VS Codeマーケットプレイス:novel-writer


原稿用紙枚数表示は(もちろんですが!)文字数を400で割ったものではなく、テキストを段落ごとに分解してから20文字で分解して行数を出し、20枚一まとめにして集計しています。空行を作ると1行増えますので、40文字で1枚分になるような原稿にも対応しています。追い出しや禁則処理は行なっていませんので実際の原稿用紙とは差が出てきますが、目安としては十分以上に使えるものになっているかと思います。
設定項目は、文字数表示、原稿用紙換算表示、編集距離表示、進捗表示の4つ。文字数だけオフにして原稿用紙の枚数を表示することも可能ですし、進捗を見ないようにすることもできるようになりました。全部オフにするとステータスバーの表示は消えます。

原稿用紙換算の時は、仕掛かりの枚数で表記します。19枚と15行書いている時は20枚15行、20枚ぴったり書いたときは20枚20行と表示します。
締切フォルダー機能も原稿用紙の枚数に対応しました。目標数を原稿用紙の枚数で指定するときは、小数で指定してください。十枚なら10.0と指定すると、締切フォルダーの目標と現在の執筆数量が原稿用紙換算になります。

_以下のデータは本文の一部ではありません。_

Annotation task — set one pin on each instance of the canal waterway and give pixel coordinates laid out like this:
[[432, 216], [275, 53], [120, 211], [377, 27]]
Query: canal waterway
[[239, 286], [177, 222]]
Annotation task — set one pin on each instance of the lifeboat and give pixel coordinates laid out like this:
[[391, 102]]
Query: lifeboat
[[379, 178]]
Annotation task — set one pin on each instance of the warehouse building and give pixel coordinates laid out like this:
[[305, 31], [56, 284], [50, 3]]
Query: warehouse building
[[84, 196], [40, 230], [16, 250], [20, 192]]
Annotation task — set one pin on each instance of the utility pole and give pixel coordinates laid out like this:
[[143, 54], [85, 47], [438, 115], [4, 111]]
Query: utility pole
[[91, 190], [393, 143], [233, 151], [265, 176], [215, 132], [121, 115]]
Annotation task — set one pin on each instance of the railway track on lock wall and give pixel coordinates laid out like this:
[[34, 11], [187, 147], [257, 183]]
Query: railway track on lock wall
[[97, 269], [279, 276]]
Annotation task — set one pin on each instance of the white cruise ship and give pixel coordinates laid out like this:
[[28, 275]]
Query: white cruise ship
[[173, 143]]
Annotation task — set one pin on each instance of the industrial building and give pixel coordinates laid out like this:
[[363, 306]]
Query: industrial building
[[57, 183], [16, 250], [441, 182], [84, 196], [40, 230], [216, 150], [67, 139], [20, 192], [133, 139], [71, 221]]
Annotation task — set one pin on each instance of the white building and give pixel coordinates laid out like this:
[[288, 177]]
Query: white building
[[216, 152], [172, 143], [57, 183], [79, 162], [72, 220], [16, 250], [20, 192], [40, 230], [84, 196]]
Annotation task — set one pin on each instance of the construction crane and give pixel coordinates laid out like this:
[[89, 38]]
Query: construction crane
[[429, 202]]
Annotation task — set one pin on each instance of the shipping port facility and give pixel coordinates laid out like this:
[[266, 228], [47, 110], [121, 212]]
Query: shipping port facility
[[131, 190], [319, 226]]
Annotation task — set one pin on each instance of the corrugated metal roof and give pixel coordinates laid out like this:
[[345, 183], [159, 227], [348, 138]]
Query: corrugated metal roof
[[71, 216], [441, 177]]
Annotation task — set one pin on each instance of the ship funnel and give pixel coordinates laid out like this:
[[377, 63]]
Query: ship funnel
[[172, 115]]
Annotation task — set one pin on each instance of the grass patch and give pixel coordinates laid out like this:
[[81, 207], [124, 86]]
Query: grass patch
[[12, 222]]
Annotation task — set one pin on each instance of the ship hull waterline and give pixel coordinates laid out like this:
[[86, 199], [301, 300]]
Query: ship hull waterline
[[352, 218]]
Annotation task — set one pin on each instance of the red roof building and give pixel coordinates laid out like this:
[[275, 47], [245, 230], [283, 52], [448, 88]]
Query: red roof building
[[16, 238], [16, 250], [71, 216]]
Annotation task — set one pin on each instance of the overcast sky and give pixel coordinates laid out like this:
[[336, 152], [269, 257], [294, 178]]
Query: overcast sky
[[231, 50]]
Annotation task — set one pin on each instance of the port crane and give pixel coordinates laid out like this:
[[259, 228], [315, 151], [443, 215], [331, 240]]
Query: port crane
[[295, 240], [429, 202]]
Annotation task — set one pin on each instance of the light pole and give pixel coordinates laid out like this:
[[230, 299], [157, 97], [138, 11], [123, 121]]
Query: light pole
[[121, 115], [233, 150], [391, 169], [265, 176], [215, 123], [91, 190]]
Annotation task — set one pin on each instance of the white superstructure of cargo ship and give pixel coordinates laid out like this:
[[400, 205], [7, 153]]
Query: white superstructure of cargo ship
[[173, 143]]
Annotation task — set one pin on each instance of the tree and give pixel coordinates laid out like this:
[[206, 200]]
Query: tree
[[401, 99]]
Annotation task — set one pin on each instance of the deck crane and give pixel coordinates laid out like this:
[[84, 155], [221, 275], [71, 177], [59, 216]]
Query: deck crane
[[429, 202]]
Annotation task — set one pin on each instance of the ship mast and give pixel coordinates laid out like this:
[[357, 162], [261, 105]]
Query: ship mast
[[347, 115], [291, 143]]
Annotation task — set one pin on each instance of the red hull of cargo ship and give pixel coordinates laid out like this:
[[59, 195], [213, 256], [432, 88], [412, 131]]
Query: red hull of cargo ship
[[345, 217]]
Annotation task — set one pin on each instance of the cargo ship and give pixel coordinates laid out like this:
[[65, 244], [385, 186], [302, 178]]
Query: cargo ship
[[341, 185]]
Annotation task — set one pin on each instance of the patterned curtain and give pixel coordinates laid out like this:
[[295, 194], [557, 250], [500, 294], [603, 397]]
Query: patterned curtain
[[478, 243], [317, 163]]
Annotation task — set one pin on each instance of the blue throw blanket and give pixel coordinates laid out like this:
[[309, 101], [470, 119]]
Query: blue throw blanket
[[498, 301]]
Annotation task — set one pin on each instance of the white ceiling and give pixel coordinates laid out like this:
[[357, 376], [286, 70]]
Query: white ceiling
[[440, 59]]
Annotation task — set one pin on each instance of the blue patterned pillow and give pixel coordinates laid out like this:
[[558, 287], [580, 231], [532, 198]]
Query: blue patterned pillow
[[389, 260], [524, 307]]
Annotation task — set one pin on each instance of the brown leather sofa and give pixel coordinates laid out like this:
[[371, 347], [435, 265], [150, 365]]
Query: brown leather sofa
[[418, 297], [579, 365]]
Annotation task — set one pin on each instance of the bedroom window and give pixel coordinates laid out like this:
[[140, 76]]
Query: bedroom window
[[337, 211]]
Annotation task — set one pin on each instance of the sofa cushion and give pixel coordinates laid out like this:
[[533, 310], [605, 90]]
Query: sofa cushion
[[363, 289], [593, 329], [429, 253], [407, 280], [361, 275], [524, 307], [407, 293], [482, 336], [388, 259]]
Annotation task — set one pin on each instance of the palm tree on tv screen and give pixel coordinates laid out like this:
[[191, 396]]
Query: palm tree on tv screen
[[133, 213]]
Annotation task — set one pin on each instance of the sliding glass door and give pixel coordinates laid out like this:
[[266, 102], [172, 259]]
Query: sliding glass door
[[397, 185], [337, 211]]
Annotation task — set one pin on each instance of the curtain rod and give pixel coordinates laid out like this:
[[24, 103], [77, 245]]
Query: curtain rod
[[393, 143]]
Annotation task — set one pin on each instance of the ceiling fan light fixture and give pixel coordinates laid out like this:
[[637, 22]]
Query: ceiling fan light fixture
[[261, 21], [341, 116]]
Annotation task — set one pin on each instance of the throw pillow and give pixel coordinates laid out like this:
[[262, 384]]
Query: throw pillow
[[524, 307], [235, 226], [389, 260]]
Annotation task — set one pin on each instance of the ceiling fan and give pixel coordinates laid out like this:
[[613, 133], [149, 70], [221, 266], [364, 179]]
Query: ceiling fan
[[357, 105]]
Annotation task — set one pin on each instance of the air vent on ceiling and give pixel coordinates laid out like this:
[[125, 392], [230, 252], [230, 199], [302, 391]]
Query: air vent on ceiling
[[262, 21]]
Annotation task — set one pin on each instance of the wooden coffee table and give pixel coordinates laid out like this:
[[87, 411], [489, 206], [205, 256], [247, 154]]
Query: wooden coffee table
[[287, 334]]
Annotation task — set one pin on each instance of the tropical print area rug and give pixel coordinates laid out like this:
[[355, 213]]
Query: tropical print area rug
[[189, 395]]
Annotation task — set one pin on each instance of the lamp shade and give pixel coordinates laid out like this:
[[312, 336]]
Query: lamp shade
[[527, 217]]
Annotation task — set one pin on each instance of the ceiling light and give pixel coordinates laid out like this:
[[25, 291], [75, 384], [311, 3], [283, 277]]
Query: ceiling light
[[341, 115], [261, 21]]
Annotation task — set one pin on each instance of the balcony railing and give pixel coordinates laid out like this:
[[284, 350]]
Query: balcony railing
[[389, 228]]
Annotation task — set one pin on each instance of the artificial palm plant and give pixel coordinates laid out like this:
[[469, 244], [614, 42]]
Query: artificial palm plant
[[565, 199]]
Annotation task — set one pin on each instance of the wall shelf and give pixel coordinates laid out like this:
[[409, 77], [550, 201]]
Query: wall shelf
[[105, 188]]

原稿用紙を使う計量は紙の商業文芸と公募の他にはほとんど使われない数え方です。Web媒体ではほとんど使われませんし、雑誌も、見開き単位の原稿では文字数の方が便利です。それでも経験を積んだ作家や文芸編集者の多くは枚数での表記を好みますし、発注時には枚数表示が一般的です。原稿料だけはなぜか400で割った擬似枚数で数えられることが多いので釈然としないものがありますが、12年前は原稿用紙枚数で数えるやり方に全く馴染んでいなかった私でも、今では枚数の方が長さを把握しやすくなりました。ショートストーリーなら30枚。文芸誌の短編なら50枚、アンソロジーに力を入れた作品を送るなら100枚、300枚超えると薄い一冊にできて、600枚ならちょっとしたボリューム、800枚なら長めの長編になって、このご時世なら1,000枚まで一冊にできる――みたいな。
今年は、今回追加した枚数の把握が必要な書き下ろしに取り掛かる予定です。ご期待ください。